Club der 19 Finanzminister: Eurogruppe braucht neuen Chef
Der Chef der mächtigen Eurogruppe, Mário Centeno, legt sein Amt nieder – verschlissen von zähen Grabenkämpfen.
taz |
Als mögliche Nachfolger werden die spanische Finanzministerin Nadia Calviño, der Luxemburger Pierre Gramegna und der Ire Paschal Donohoe gehandelt. Allerdings würden es viele in Brüssel lieber sehen, wenn die Gruppe künftig nicht mehr in einer Art „Teilzeit“ von einem nationalen Politiker, sondern von einem hauptamtlichen „europäischen“ Präsidenten geführt würde.
Centeno war erst seit Dezember 2017 auf dem Posten, der im EU-Vertrag ebenso wenig vorgesehen ist wie die Eurogruppe selbst. Es handelt sich um ein informelles Gremium, in dem traditionell die Deutschen den Ton angeben. Der Portugiese hatte es von Anfang an schwer, da er nicht auf einer Linie mit dem Bundesfinanzministerium in Berlin lag.
Zuletzt hatten sich die Beziehungen zwar etwas entspannt. Denn Berlin hat seinen harten Sparkurs aufgegeben und ist auf eine antizyklische Fiskalpolitik eingeschwenkt, die sogar die Aufnahme von EU-Schulden möglich macht. Doch zuvor hatte sich Centeno in zähen Verhandlungen über ein neues Eurobudget verschlissen. Auch der wochenlange Streit über ein 540 Milliarden Euro schweres Rettungspaket wegen der Coronakrise hat Spuren hinterlassen. Immerhin brachte Centeno eine schnelle Einigung zustande.
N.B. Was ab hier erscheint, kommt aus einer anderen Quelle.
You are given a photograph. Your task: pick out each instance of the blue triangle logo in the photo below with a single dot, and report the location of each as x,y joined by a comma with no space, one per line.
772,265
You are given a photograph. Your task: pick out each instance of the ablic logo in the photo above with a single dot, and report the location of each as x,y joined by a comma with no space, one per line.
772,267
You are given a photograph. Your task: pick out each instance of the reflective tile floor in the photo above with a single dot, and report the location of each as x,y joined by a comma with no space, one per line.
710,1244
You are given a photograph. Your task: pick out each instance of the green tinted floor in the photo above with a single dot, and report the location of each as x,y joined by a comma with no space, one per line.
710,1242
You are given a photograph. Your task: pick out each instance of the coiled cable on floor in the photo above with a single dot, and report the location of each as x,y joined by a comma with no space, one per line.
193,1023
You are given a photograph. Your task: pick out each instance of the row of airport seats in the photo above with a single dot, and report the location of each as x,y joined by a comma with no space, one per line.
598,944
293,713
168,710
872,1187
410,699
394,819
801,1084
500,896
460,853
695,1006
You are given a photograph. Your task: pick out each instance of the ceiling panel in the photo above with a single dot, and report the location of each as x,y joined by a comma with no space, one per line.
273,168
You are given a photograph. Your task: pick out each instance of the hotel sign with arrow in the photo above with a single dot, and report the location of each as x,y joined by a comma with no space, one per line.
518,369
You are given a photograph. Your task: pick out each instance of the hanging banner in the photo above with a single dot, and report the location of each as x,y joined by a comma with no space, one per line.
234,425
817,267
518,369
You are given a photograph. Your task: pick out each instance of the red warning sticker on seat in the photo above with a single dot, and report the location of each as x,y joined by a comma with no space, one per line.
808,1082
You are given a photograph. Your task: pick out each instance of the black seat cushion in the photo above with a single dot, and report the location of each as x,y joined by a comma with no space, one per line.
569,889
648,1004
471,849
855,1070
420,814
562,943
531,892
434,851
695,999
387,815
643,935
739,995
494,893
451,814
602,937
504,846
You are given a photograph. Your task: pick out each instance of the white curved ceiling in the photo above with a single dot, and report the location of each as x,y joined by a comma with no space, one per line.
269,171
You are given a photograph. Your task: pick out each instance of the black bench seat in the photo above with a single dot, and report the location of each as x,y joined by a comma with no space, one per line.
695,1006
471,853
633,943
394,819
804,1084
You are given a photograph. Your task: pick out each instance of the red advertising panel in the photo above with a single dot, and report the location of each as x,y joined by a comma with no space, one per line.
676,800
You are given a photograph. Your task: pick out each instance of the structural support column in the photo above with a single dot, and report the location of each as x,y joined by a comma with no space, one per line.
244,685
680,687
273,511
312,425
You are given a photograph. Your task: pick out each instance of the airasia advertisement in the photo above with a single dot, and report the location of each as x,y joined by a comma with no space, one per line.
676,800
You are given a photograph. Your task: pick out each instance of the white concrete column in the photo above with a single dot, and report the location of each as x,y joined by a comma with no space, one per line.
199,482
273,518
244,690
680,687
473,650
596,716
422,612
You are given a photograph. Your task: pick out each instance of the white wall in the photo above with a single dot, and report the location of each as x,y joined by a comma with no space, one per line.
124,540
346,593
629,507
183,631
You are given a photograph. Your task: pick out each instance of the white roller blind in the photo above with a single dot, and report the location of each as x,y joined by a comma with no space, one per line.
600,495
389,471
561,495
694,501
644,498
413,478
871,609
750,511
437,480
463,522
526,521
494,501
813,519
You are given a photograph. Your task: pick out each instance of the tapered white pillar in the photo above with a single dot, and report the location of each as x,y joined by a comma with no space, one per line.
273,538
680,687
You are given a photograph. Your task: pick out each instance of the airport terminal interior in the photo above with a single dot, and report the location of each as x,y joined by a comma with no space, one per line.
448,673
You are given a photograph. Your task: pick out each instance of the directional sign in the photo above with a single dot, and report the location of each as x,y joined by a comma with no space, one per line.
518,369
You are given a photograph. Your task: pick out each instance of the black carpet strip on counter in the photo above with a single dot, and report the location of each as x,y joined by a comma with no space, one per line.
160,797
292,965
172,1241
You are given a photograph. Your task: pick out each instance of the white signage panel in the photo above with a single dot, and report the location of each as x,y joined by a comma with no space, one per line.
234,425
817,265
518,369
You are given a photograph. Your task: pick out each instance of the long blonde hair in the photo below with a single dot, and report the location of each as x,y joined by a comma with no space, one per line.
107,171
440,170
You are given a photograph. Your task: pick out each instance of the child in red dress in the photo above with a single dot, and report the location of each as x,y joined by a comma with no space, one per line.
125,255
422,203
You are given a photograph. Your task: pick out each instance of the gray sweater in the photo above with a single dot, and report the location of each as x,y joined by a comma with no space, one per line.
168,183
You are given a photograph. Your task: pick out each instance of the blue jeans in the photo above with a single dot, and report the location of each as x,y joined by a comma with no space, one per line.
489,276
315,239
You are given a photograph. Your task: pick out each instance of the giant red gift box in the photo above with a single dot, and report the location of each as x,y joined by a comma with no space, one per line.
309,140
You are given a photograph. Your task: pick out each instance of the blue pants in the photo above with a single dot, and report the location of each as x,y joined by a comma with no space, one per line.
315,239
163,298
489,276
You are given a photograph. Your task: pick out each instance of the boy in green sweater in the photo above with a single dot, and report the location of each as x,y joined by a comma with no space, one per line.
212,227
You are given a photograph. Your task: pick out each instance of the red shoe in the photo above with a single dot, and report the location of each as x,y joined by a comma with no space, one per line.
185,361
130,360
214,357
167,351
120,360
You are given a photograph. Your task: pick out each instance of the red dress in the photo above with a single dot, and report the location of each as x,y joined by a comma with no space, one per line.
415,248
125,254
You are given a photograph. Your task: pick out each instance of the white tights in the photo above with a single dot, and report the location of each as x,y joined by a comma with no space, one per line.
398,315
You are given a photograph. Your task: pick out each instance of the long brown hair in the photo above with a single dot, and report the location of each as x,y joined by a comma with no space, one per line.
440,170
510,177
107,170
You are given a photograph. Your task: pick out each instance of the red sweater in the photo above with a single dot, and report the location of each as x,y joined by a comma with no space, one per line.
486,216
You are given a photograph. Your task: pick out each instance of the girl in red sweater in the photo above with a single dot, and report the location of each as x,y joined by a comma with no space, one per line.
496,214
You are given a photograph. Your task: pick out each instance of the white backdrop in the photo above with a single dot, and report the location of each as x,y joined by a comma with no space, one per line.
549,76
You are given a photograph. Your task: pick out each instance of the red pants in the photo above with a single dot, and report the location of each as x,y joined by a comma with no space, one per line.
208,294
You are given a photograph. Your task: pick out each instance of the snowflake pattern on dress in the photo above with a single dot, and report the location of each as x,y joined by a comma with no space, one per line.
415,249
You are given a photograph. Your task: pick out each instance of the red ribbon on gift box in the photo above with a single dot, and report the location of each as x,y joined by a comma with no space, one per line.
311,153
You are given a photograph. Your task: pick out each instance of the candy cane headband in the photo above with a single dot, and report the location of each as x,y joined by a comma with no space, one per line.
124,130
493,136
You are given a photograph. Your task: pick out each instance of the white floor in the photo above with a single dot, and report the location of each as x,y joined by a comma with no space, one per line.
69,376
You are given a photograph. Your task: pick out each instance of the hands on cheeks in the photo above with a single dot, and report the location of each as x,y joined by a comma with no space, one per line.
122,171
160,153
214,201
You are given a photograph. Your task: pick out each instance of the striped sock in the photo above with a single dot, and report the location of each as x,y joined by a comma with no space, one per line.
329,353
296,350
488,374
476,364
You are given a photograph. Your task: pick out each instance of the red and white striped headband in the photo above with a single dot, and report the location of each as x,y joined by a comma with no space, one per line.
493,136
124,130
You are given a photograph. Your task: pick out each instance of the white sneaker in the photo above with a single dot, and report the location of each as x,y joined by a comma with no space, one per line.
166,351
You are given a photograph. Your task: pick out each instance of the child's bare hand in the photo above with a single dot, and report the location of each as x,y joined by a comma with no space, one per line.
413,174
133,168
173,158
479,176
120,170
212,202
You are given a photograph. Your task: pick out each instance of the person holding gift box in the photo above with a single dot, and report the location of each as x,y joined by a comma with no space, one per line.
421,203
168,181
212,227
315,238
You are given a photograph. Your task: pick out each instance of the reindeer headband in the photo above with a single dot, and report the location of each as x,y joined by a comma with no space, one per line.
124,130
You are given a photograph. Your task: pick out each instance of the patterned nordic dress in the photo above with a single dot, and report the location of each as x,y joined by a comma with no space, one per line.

Sein Nachfolger muss sich nun um den 750 Milliarden Euro schweren Wiederaufbaufonds kümmern, den die EU-Kommission vorgeschlagen hat. Damit beginne „ein neuer Zyklus für die Eurogruppe“, sagte er. Das letzte Wort haben allerdings die Staats- und Regierungschefs der EU. Der Chef der Eurogruppe darf nur die mühsame Feinarbeit machen.